La publication de cet ouvrage illustré par Boucher comme d’ailleurs le Mahomet II de Voltaire écrit en 1739, joué en 1741-1742 puis interdit, imprimé à Amsterdam en 1746, coïncide avec la venue à Paris en janvier 1742 d’une ambassade turque reçue par Louis XV, qui a inspiré les artistes du temps, en particulier Étienne Parrocel. On ne peut exclure que Boucher ait ici en mémoire un personnage qu’il aurait vu.
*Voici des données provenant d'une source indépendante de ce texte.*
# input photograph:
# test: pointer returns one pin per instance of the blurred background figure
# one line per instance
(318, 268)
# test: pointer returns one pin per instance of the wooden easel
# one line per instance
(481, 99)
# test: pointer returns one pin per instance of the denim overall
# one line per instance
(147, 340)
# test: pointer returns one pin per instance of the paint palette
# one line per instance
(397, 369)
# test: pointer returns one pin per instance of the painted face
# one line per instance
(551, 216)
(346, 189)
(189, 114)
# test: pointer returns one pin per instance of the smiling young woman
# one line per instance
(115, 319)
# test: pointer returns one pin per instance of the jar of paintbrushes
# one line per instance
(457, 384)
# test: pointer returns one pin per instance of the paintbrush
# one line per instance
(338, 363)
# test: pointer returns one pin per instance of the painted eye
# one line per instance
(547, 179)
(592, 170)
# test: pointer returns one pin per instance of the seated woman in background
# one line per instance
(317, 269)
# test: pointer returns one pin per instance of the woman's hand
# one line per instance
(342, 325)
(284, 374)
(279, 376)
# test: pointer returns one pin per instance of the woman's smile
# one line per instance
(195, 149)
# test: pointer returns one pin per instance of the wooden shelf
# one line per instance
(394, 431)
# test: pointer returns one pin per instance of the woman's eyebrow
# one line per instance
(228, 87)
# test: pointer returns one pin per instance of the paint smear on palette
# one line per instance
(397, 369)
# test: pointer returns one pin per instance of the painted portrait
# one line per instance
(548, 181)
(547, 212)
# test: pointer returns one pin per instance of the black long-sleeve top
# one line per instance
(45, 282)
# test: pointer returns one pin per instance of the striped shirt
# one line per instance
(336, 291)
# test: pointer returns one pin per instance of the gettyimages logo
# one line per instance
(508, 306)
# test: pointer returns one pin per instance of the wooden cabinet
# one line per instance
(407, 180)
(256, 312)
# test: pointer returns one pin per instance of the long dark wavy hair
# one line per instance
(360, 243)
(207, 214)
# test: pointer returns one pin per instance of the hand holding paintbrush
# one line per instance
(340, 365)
Toutefois, l’artiste ne fait pas ici un portrait, l’essentiel des effets pittoresques est suggéré par l’importance des sourcils et des moustaches tombantes, et le travail sur les accessoires du costume et les contrastes de matière entre le col de fourrure – ajouté car il est repassé sur le tracé de l’épaule sous jacent –, et le drapé clair du vêtement qui suggère une étoffe brillante. Le caractère exotique du personnage et sa mise en volume sont obtenus par un second plan suggéré par le pan du turban qui passe derrière l’oreille et les plis du même turban qui mettent en ombre de manière très contrastée le haut du visage (technique caractéristique des années 1740), et en pleine lumière les pommettes. Le regard clair en devient très présent. C’est peut-être à ce regard vivant et lumineux que l’on peut le mieux reconnaître François Boucher car il n’existe aucun élément de comparaison avec ce dessin, excepté une gravure de François Gonord d’après une œuvre non localisée du maître . La mode des turqueries va prendre avec madame de Pompadour après 1745 un nouvel essor, il ne peut pourtant ici être question d’un dessin plus tardif que les années 1745.